6111 sayılı yasanın 38"inci maddesiyle; "5510 sayılı Kanunun 81 inci maddesinin birinci fıkrasının (d) bendi aşağıdaki şekilde, (ı) bendinde yer alan “Bu fıkra hükümleri Kamu idareleri işyerleri ile bu Kanuna göre sosyal güvenlik destek primine tabi çalışanlar ve yurt dışında çalışan sigortalılar hakkında uygulanmaz” cümlesi “Bu bent hükümleri; 21/4/2005 tarihli ve 5335 sayılı Kanunun 30 uncu maddesinin ikinci fıkrası kapsamına giren kurum ve kuruluşlara ait işyerleri ile 8/9/1983 tarihli ve 2886 sayılı Devlet İhale Kanununa, 4/1/2002 tarihli ve 4734 sayılı Kamu İhale Kanununa ve uluslararası anlaşma hükümlerine istinaden yapılan alım ve yapım işleri ile 4734 sayılı Kanundan istisna olan alım ve yapım işlerine ilişkin işyerleri, sosyal güvenlik destek primine tabi çalışanlar ve yurt dışında çalışan sigortalılar hakkında uygulanmaz” şeklinde, aynı bentte yer alan “Bu fıkrayla düzenlenen destek unsurundan diğer ilgili mevzuat uyarınca ayrıca yararlanmakta olan işverenler aynı dönem için ve mükerrer olarak bu destek unsurundan yararlanamaz. Bu durumda, işverenlerin tercihleri dikkate alınmak suretiyle uygulama, destek unsurlarından sadece biriyle sınırlı olarak yapılır” cümleleri “Bu fıkra ve diğer ilgili mevzuatla sağlanan sigorta prim desteklerinin aynı dönem için birlikte uygulanması halinde, bu destek öncelikle uygulanır” hükmü getirilmiş ve bu hükümler 01.03.2011 tarihinde yürürlüğe girmiştir.

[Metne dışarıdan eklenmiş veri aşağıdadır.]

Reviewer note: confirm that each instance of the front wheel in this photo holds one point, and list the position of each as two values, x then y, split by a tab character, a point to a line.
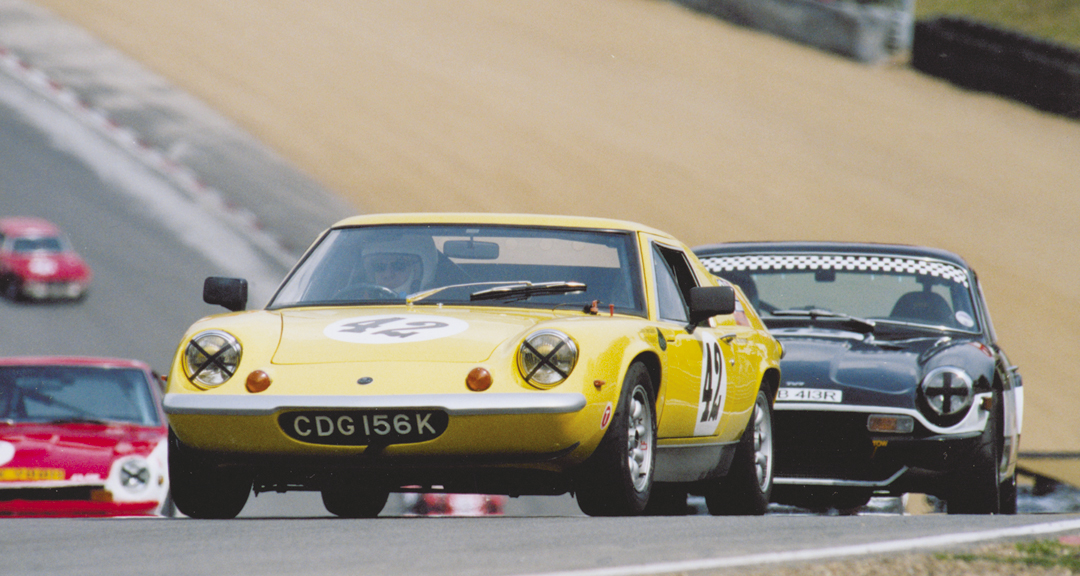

Yukarıda açıklanan yasal değişiklikler ışığında somut olaya bakılırsa; taraflar arasında değişik tarihlerde 10 adet hizmet alım sözleşmesi imzalanmış olup en son imzalanan sözleşme 01.03.2011 tarihlidir. Bu sözleşmeye ilişkin dava konusu kesintiler 18.03.2011 tarihinde yapılmıştır. Bilirkişi taraflar arasında imzalanan sözleşmeleri değerlendirmiş, kesintileri hesaplamış fakat yapılan yasal değişikliklere ilişkin bir değerlendirme yapmamıştır. Bilirkişi raporu 5763 ve 6111 sayılı yasalara ilişkin bir değerlendirme içermemektedir. 6111 sayılı yasanın 01.03.2011 tarihinde yürürlüğe giren maddelerine ve dava konusu sözleşmeler ile yapılan kesintilerin tarihi gözetildiğinde bilirkişi değerlendirilmesinin eksik ve hatalı olduğu anlaşılmaktadır. Hal böyle olunca; mahkemece, bilirkişiden taraflar arasında imzalanan sözleşmelerin ve yapılan kesintilerin tarihleri ile 2013/5393-14801
yukarıda açıklanan yasal değişikliklere ilişkin değerlendirmeleri içeren bir ek rapor alınarak hasıl olacak sonuca göre karar verilmesi gerekirken bu yönler göz ardı edilerek eksik değerlendirme içeren bilirkişi raporuna dayanılarak yazılı şekilde karar tesis etmiş olması usul ve yasaya aykırı olup, bozmayı gerektirir.
SONUÇ:Yukarıda 1 numaralı bentte açıklanan nedenlerle; davalının diğer temyiz itirazlarının reddine, (2) numaralı bent uyarınca temyiz olunan kararın davalı yararına BOZULMASINA, HUMK’nun 440/1 maddesi uyarınca tebliğden itibaren 15 gün içerisinde karar düzeltme yolu açık olmak üzere, 03.06.2013 gününde oybirliğiyle karar verildi.